Bell committed to editing Hunter Anthologies' first themed collection, Sproutlings, a 2015 short story project based on wicked plants.

== Personal life ==
Bell has been outspoken about her experiences with anxiety and depression, stating that the intention of many of her stories is to replicate the "sense of that horrifying panic or despair" of mental illness. Bell has stated that her story Garsdale is an allegory for struggling with depression. In interviews Bell has characterised herself as neurotic, paranoid, and self-doubting stating that she is prone to exhausting herself with over-thinking. She has a fear of amusement park rides, a fear of heights, and a fear of pregnancy.

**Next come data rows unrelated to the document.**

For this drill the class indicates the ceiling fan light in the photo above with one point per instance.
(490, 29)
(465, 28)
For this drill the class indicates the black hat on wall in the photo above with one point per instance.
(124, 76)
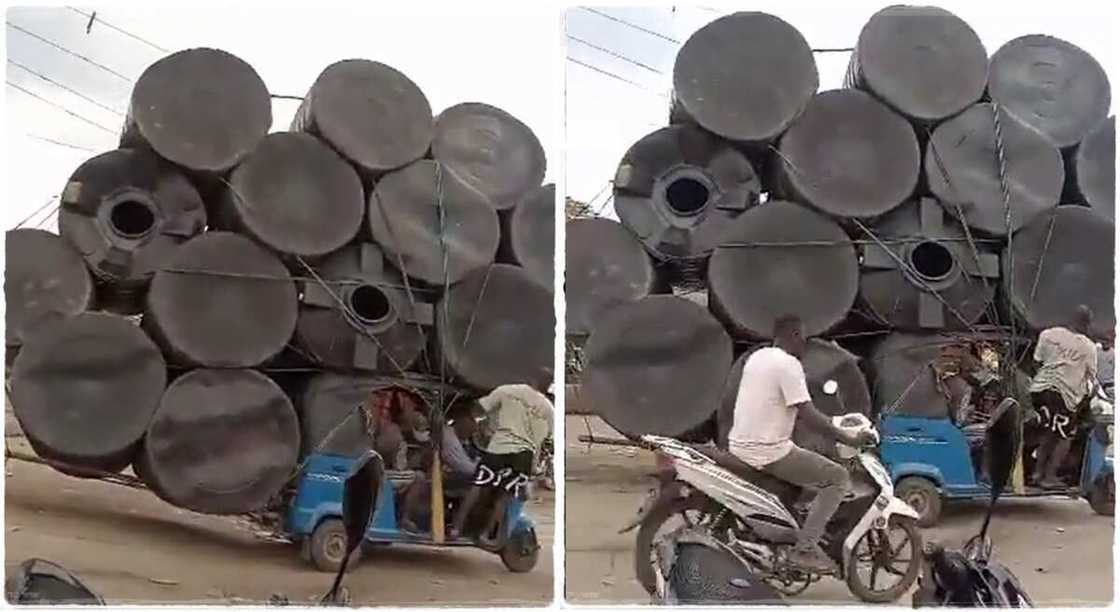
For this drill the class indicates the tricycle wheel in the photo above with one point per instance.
(328, 546)
(923, 497)
(895, 550)
(1102, 497)
(520, 554)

By occupation Bell manages road traffic, working as a traffic engineer and technical writer for local government. Bell has described herself as an idealist (from watching too much Star Trek: The Next Generation and Star Trek: Voyager as a kid), a gossip and a people-watcher. She is also open about her asexuality, being interviewed by the Hack program on Triple J radio on 19 July 2011, and her atheism, and is described as self-professed feminist and nerd.

Bell's hobbies include mosaic, digital art, pub trivia, drag queens, and goldfish.